If coolant is needed to bring the radiator and/or expansion tank or overflow bottle to the correct level, tap water will do for a quick fix, until the system is inspected and repaired (coolant will likely be renewed upon repair). Even if the leakage rate is slight (a few drips here and there) I’d seek service as soon as possible.

There are many reasons a cooling system may leak. Hoses can develop cracks or splits, a hose clamp may be loose or improperly seated, a gasket between mating engine components may be failing, the radiator or heater core may be leaking, or the water pump seal may be leaking. Stop leak products are sketchy at best, and would likely only be helpful in the case of a tiny radiator or heater core leak, and the fix often doesn’t last very long. I’d hesitate also adding anything that could possibly contribute to passage clogging.

It’s impossible to tell you what to expect for a repair. A leaky hose would be your best-case scenario; a leaking heater core or corroded engine component (occurs due to lack of cooling system service/coolant replacement) would likely be the worst.

Promise me you’ll move on this as soon as possible. The consequences of an overheated engine can be major and unpredictable.

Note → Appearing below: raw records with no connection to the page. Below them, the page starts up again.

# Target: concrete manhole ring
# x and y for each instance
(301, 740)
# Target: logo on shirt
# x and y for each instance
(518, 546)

Q: I’m trying to teach my daughter, a new driver, the best ways to drive efficiently so as to produce the least emissions. Do you have suggestions?

–Val T.

A: Reducing emissions and maximizing fuel economy go hand in hand. Maintaining correct tire pressure, performing appropriate vehicle maintenance, and practicing efficient driving habits can go a long way to improve operating efficiency. Today’s cars and trucks are pretty good about letting you know of performance faults via the Onboard Diagnostics II system’s check engine/service engine soon light. Virtually all faults or conditions that might result in increased exhaust emissions (and reduced engine efficiency as a side benefit) will result in an illuminated light and a stored diagnostic trouble code.

When it comes to driving habits, minimizing the quantity of cold starts via trip consolidation is huge, as emissions are much higher then. Anticipating slowdowns ahead and easing up early on the throttle, rather than braking, saves fuel. Brakes convert kinetic energy to heat, which is about as wasteful a process as one can get!